Saturday, August 1, 2009

The Jim Cramer curse - SYNA gets smacked!

I'm not a fan of CNBC's Mad Money program. This is because Jim Cramer is consistently wrong about his stock picks. He is correct on fundamentals, the reason why an investor should buy a stock, but is almost always wrong on the technicals which tell investors when they should buy a stock and he almost never tell investors when they should sell a stock. The problem with most investors is that they stay in a stock to long never knowing when to get out.

This brings up Synaptics (ticker: SYNA). Up until a few weeks ago SYNA was acting well.
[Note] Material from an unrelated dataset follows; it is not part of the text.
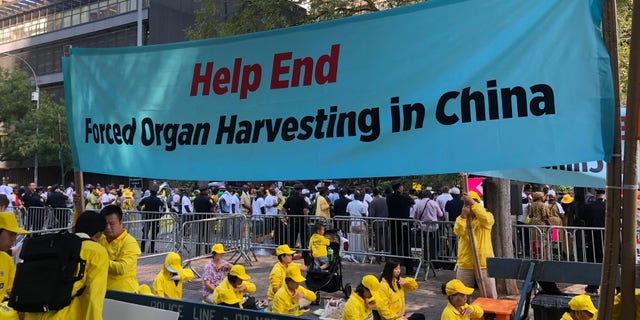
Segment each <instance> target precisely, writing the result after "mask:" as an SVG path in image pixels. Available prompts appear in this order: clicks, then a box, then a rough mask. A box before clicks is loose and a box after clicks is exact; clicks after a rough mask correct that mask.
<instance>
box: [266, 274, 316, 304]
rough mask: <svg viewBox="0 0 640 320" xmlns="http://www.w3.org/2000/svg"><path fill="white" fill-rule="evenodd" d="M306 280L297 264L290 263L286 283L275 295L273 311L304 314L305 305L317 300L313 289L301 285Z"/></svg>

It was a leading stock with good fundamentals and a great growth rate. I turn on CNBC and there he is ... Jim Cramer telling all of his listeners they should go out and purchase the stock. At that point, I thought, this isn't good. For those of you who follow my twitter posts, I mentioned it the next next day. I got a response back from a user stating that he didn't understand why one would sell SYNA. Jim Cramer had the CEO on his show telling us how rosy things were.

I don't know the reason why, but I know the pattern. Anytime Jim Cramer pushes a stock or has the CEO of the company on his show, the company's share price almost always goes down. It doesn't matter how well the company may seem to be doing. It's almost like a curse OR maybe these CEOs get on his show to tout their company so they can sell their shares and get out while telling investors how great things are going. I don't know.

SYNA was no exception. Within a week, notable weakness in SYNA started to show up. A clear sell signal for those following technical analysis. The stock was acting very weak. While the market was rallying hard, SYNA was barely moving. Those holding on and waiting for the earnings report were rewarded with a 30% whack on the opening the next morning along with the following news:
  • SYNA missed their earnings numbers
  • SYNA is guiding lower
  • SYNA CEO is retiring
I would not be surpised to see some shareholder lawsuits over this. At the time the CEO was on Mad Money, he should have known they would be having trouble meeting thier own expectations they feed to the analyst. He also knew he would be leaving. Both of these put pressure on shares prices.

I choose not to listen to Cramer because he makes sense and he starts to take 'parking space in my brian' and investors start making bad decisions because what he says makes sense. A friend of mine came up with a great suggestion. There should be a mutual fund that short sells all of Jim Cramer's recommendations. It would do well.